What’s more, grid operators have shown a bias toward coal production, so renewable power has sometimes gone unused even when the physical connections are there. Greenpeace estimates that 19 percent of Chinese wind power was wasted in the first three quarters of last year.
Leaders are now starting to reckon with those issues, installing new power lines and focusing on building smaller wind and solar farms in populated areas.
Not far from Jinko’s factory, another arm of the company operates just such an array. Inside rows of long, low buildings, a new season’s crop of mushrooms are about to be planted. They don’t need sunlight, so the greenhouse roofs have been given over to solar panels. Nearly 19,000 of them, mounted in rows overhead, generate electricity that is fed into the grid.
At first, China’s effort “was only about getting the gigawatts up,” says Jukka-Pekka Mäkinen, CEO of The Switch, a Finland-based company manufacturing wind-power components in China. “Now it’s keeping up the gigawatts, but doing it much smarter, and focusing in areas where the consumption is.”

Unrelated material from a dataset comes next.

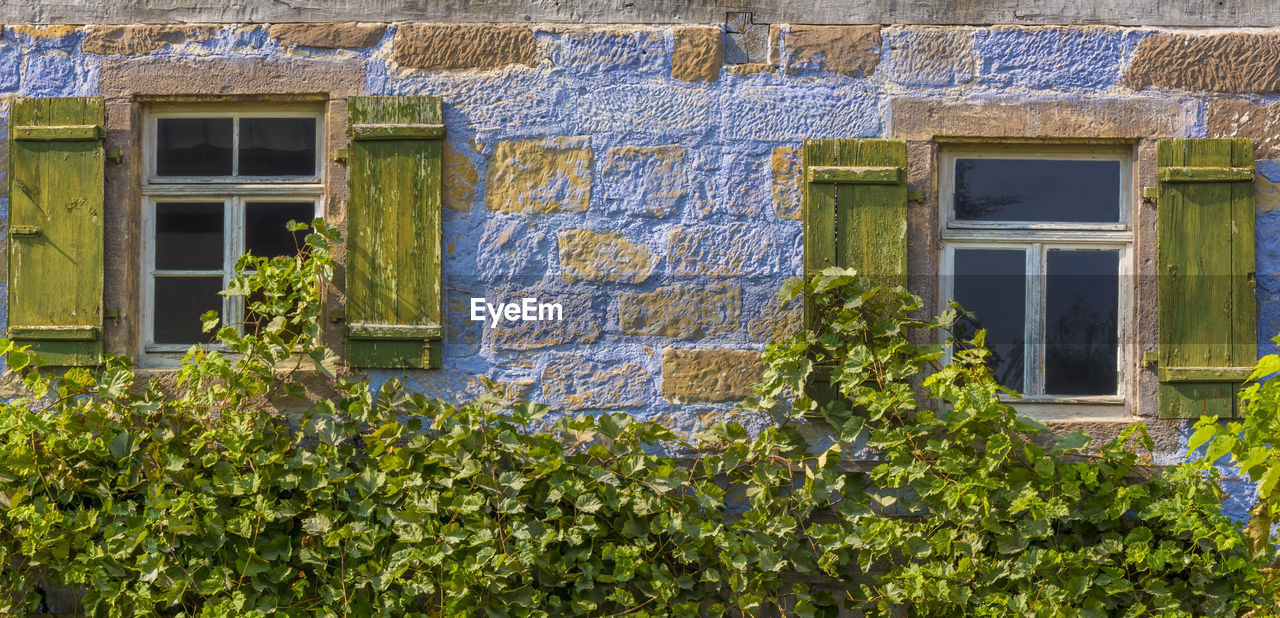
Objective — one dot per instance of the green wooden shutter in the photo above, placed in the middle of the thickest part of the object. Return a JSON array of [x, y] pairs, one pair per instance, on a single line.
[[854, 216], [855, 209], [393, 223], [55, 228], [1206, 275]]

Despite such efforts, China is also still building coal-fired power plants, in part because of an incentive structure that encourages provincial officials to green-light unnecessary construction, even as the central government seeks to push cleaner options. But officials have also begun cancelling some that are already in the planning pipeline, aware that China already has more coal-fired power generation than it needs.
A Manufacturing Monster
It’s not just pollution that’s driving the determined focus on renewable power. Leaders have made clear that they view clean energy as a powerful engine for job creation.
“It’s about setting up for manufacturing dominance,” Liu says. “China sees green energy as an opportunity where it can become a manufacturing monster the way it has in clothes and toys.”
Whatever the motivation, the consequences of China’s clean energy buildup are already clear. Wealthier nations that once used China as an excuse for their own inaction are now watching it zoom past them to become a global climate leader.
“Everybody was saying ‘China didn’t sign the Kyoto agreement,’” the 1997 climate deal, Mäkinen recalls. “So what? They did more than everybody else put together.”
The Pulitzer Center on Crisis Reporting funded travel for this story.